Does anybody use shorthand anymore?

I’ve often thought I’d like to learn shorthand. I write stories, and sometimes I like to write in public places where I’d prefer not having nosey people looking over my shoulder (even if they’re not, I’m constantly thinking that they might, and that’s kinda hard on the creative juices). Besides, I think it would be fun to be able to write in chicken scratches that almost nobody else can read even if I lose my notebook, then transcribe them later when I’m home on my computer. It would be sort of like writing in code. :slight_smile:

I’ve taken a look at a couple of online courses and books, but it just seems to me like it would be a really hard thing to learn without an actual teacher. Does anyone actually use shorthand these days, or has it gone the way of the dodo in our computer age? I know court reporters still use a kind of shorthand, but that’s created with a little machine, right?

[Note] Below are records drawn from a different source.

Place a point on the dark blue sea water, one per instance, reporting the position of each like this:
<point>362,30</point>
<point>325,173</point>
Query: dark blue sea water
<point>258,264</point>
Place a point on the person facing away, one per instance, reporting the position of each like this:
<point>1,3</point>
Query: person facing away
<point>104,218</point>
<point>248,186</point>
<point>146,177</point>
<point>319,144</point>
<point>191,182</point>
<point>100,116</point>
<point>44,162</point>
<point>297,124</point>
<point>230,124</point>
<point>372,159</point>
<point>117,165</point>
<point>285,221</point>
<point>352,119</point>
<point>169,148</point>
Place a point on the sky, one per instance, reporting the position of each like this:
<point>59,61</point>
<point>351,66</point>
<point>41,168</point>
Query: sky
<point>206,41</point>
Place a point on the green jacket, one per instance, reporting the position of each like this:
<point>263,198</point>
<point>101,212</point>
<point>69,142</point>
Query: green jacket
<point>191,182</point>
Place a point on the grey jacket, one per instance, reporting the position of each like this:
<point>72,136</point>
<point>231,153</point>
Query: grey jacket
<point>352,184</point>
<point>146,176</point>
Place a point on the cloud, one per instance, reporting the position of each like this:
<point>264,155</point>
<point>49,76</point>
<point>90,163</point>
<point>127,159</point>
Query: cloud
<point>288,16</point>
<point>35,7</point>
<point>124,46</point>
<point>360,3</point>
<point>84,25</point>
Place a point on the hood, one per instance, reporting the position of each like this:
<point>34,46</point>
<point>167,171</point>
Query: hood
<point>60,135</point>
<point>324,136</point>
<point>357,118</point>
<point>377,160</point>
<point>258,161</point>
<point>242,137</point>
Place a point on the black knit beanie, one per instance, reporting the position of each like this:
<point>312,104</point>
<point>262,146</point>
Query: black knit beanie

Barring a real teacher which I think will be hard to find as a one-shot community college type class, can anyone recommend a particularly user-friendly online course or book? Maybe even something modern?

I work in a newspaper office, and yes, journalists use shorthand all the time, eg when taking notes from phone conversations.

I wish I could do it. I did try teaching myself from a book about 10 or 12 years ago, but never managed to improve on my longhand speed (and I often couldn’t read it back!) I can’t remember any of it now.

Get a book, practice, repeat. You need a lot of drills to get the forms into your memory.

One good way to practice is to transcribe song lyrics, as they are usually going at a moderate speed and there are gaps so you can catch up.

It is a very handy skill for many types of note-taking, with the advantage that most people can’t read it so it’s like a secret language.

Unfortunately I always found that, for me, I needed to transcribe it, if I was ever going to, within a day or two of taking the notes, otherwise it was kind of a secret language to me, too, as my technique wasn’t all that precise. (I sometimes have trouble reading my own handwriting, too.)

I think Hilarity has it right: practice, practice, practice.

Funny (sad?) story about my MIL and shorthand. In her 40+ year work career, she was an executive secretary fluent in some sort of shorthand. She continued to use shorthand for everything and everything remotely personal up to the day she died. Unfortunately, it was one of her own devising. More accurately, it started out as the “XXX” shorthand system but evolved over the years into her own personal code. After she died, I was the one to clean out her apartment. She had all sorts of documents, going back for years, with shorthand notations on them that no one could read. There were full 8x11 sheets of paper with shorthand written on it. I have no idea what it said. Were they Great Thoughts? Probably not, but I’d like to have been able to read them anyway.

Also, don’t think that writing in shorthand will keep people from looking over your shoulder. You’ll actually draw more attention, I’d think, because people will notice that you’re not writing normally and will have to interrupt and ask, “Is that shorthand!”

jayrey, that reminds me: around the same time I was trying to learn shorthand, we were going through a lot of my gran’s possessions after she died. She’d kept her diaries from right back when she was a young woman, in the late 1920s. Most entries were in plain extra but certain passages were in shorthand. I suspect they were the juicy bits from when she went out with a young fellow :wink:

I tried deciphering them and got the odd word here and there, but I think she must have been using a different system to the one I was learning. Maybe just as well.